Пускай погибну без возврата,
Навек, друзья, навек, друзья,
Но все ж покамест непрестанно
Пить буду я, пить буду я!
Я пью и с радости и скуки,
Забыв весь мир, забыв весь свет,
Твои я вижу в грезах руки,
А счастья нет, а счастья нет!

– Хочешь, погадаю, соколик? – спросила цыганка, неслышно подошедшая к Исаеву. В ночи видятся только ее глаза. Они черны и кажутся сейчас иссиня-голубыми. Зубы у нее длинные, льдистые. Только и видны в ночи глаза и зубы, а всего остального будто и нет.

– Ты как негритянка, – тихо сказал Исаев. – Что смеешься?

– Оттого, что красивый ты. Вон белый какой, – и цыганка провела темной рукой по его волосам.

– Ты Маша? – спросил Исаев.

– Ага.

– Песни петь где выучилась?

– Когда табором идем – скучно, вот и поешь.

– Нос у тебя курносый, Маша…

– Значит, бабушка с русским поспала.

– Сколько тебе лет?

– Семнадцать.

– Что шепотом говоришь?

– Оттого, что ты меня не хватаешь. Чисто мне, вот и говорю шепотом, будто в любви.

– Ах ты, красивый человек, – улыбнулся мягко Исаев и погладил девушку по щеке. – Обижают тебя?

– Нет. А может, да. И не поймешь, если обида. Привыкла. Слушай, ты позволь мне в тебя влюбиться? Я тогда ночь плакать буду, а другим лицо стану царапать…

– Зачем тебе это?

– А то пусто. И ребеночка не велят родить, говорят, тогда петь я не смогу, табор денег не получит.

– Хочешь, я тебе погадаю? – тихо спросил Исаев и взял руку девушки в свои. – Вот что тебя ждет, Машенька… Ждет тебя дальняя дорога, тройка добрых коней и молодой удалец.

Аполлинэр, проснувшись, открыл глаза и слушал Исаева не двигаясь.

– Сядете вы в коляску, – тихо, почти шепотом продолжал Исаев, – и понесетесь ото всех подальше – с бубенцами и с ветром.

– Он трефовый?

– Кто?

– Король. Который меня свиснет.

– Нет. Он червонный, красивый, в шелковой рубахе, а сам русый.

– Значит, не цыган? Тогда врешь… Меня только цыган может украсть, чтоб я ему была надолго.

– Этот тоже цыган будет.

– Старик?

– Нет.

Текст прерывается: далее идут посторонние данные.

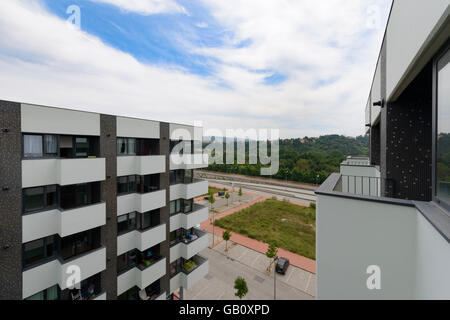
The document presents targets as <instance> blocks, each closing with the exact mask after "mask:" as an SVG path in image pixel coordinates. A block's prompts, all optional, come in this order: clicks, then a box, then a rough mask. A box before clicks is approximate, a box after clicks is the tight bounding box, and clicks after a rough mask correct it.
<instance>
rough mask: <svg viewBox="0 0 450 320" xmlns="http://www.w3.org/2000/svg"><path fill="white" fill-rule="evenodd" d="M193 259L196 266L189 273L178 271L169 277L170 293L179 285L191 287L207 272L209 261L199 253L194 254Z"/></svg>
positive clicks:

Молодой.

– Умный?

– Очень… Посадит он тебя в коляску, ноги тебе укутает мехом, гикнет – и понесут вас кони к нему в бревенчатый дом, а окно там на зеленое море глядит, и ночи там вовсе не бывает.

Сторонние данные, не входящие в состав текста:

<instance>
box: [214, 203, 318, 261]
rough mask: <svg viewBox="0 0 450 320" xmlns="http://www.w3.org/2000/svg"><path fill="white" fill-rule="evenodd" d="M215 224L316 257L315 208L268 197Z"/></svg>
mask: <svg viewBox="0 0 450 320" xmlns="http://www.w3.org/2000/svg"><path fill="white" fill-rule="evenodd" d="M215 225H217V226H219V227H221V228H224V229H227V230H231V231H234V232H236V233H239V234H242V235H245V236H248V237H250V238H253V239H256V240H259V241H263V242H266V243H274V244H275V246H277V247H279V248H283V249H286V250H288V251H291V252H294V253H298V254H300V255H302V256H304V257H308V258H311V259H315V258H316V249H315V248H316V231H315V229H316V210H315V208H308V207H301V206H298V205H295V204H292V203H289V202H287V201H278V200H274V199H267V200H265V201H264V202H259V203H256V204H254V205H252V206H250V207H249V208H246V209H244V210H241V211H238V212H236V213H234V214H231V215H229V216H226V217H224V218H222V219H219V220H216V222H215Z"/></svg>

– Слушай, – шепнула Маша, – ты шутишь, а тебе смерть в глаза смотрит, я знаю, я в висках дрожь чую, когда с тобой говорю. Ты берегись. Ты старика берегись усатого, он тебя погубит, мукой смертной изведет…

– Маня! – закричали с освещенной эстрады. – Манюня, чавелла! Танцуй и пой последние денечечки.

Скрылась Маша в темноте, а потом, как в волшебстве, появилась из ночи на свет эстрады, и запела, да как! – мороз по коже дерет и такая смертная тоска, что плачь, пей да молись, а там – пропади все пропадом.

– Максим, – трезво сказал Аполлинэр, – ты меня извини, ты как лошадь – добрый. А я сейчас сон видел, будто моя Реганда первой придет. Только глупо все это. Ну, отстроятся они. А все равно их снова пожгут. Сейчас такая жизнь, что коням и мужикам спуска ни от кого не будет…

…А в это время побежали по городу мальчишки, размахивая над головой экстренным выпуском газет. Вопили во все горло:

– Япония начинает переговоры с красными в Дайрене! Мы преданы! Все – к оружию! Америка молчит!